William R. Bryan, Travis and Greg McMichael are on trial in the U.S. District Court and are charged with hate crimes that allege they violated Arbery’s civil rights and went after him because he was Black.
The defense attorneys for the McMichaels and Bryan admit that they each had expressed nasty opinions about Black people in their past. However, they still argue that Arbery was chased for an honest suspicion that he had committed a crime and it had nothing to do with his race.
From the Associated Press:
Travis McMichael, she said, once texted a friend saying he loved his job because “zero n——rs work with me.” Commenting on an online video of a Black man lighting a firecracker stuffed in his nose, he messaged a friend saying: “It’d be cooler if it blew the f—-ing n——r’s head off,” Bernstein said. The friend was taken aback by how angry McMichael sounded, she said.

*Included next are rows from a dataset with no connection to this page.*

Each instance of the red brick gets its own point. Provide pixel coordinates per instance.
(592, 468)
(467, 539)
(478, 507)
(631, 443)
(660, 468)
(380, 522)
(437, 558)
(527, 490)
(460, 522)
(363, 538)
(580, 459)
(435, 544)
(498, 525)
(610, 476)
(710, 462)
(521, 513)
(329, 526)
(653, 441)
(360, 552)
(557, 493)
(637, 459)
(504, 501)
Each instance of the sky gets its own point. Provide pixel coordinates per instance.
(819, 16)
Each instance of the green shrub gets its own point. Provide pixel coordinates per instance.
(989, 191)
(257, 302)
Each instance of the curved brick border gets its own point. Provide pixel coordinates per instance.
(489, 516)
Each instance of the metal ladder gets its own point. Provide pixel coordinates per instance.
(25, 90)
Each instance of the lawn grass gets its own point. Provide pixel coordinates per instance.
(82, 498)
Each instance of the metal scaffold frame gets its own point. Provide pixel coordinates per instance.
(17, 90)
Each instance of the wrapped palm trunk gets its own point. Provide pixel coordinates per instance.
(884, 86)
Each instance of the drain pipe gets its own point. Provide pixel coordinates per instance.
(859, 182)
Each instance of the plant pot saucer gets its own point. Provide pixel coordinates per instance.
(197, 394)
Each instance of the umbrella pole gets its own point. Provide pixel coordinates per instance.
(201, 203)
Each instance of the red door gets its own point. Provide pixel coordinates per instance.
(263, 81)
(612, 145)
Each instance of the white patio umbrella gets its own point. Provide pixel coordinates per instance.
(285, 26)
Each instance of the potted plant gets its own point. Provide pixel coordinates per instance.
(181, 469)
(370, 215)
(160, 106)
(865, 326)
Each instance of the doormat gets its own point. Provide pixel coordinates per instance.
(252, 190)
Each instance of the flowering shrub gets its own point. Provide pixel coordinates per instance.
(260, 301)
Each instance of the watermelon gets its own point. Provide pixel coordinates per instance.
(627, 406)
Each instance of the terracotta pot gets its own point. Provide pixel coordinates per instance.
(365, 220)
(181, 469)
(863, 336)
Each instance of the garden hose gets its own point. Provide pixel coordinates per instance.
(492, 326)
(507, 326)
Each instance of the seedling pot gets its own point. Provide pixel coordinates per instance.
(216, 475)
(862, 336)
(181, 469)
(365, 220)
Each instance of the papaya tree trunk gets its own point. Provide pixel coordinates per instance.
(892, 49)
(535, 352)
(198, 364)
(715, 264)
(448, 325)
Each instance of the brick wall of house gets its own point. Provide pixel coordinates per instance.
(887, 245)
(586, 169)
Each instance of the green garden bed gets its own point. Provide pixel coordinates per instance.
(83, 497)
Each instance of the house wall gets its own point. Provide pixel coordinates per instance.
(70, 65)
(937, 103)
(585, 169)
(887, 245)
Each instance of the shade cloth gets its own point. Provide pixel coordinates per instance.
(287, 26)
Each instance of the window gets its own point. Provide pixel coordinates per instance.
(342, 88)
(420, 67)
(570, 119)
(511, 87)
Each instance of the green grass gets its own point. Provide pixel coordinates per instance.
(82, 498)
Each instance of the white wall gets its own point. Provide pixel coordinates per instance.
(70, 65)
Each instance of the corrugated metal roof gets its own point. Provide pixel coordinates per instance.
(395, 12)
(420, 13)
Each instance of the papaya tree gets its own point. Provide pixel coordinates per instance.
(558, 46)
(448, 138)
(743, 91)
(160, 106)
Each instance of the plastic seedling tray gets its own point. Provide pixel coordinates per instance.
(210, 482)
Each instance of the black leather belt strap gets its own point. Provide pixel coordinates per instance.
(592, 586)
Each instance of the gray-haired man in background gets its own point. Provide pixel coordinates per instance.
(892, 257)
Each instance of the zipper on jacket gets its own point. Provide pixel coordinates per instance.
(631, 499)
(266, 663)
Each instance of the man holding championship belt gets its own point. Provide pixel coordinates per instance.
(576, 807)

One allegation never mentioned in the prosecutor’s opening statement was that Bryan told investigators he heard Travis McMichael utter a racial slur after shooting Arbery. The comment was widely reported after Georgia Bureau of Investigation agent Richard Dial testified to it during a June 2020 pretrial hearing in the state murder case. Travis McMichael’s attorneys denied he said it, and state prosecutors never brought up the comment during the murder trial.
As for Greg McMichael, Bernstein said a former colleague of his will testify that McMichael responded angrily in a conversation about the 2015 death of civil rights activist Julian Bond, saying: “Those Blacks are all nothing but trouble.”
And just days before Arbery was shot, Bernstein said, Bryan had become upset after learning that his daughter was dating a Black man. She said Bryan commented that his daughter “has her n——-r now.”
Pete Theodocion, William R. Bryan’s attorney told the jury according to the Associated Press,” I’ve heard the N-word more today than I’ve heard it in the past three or four years, and we haven’t even heard any evidence yet.”
The judge expects the federal hate crimes trial to last between seven and 12 days.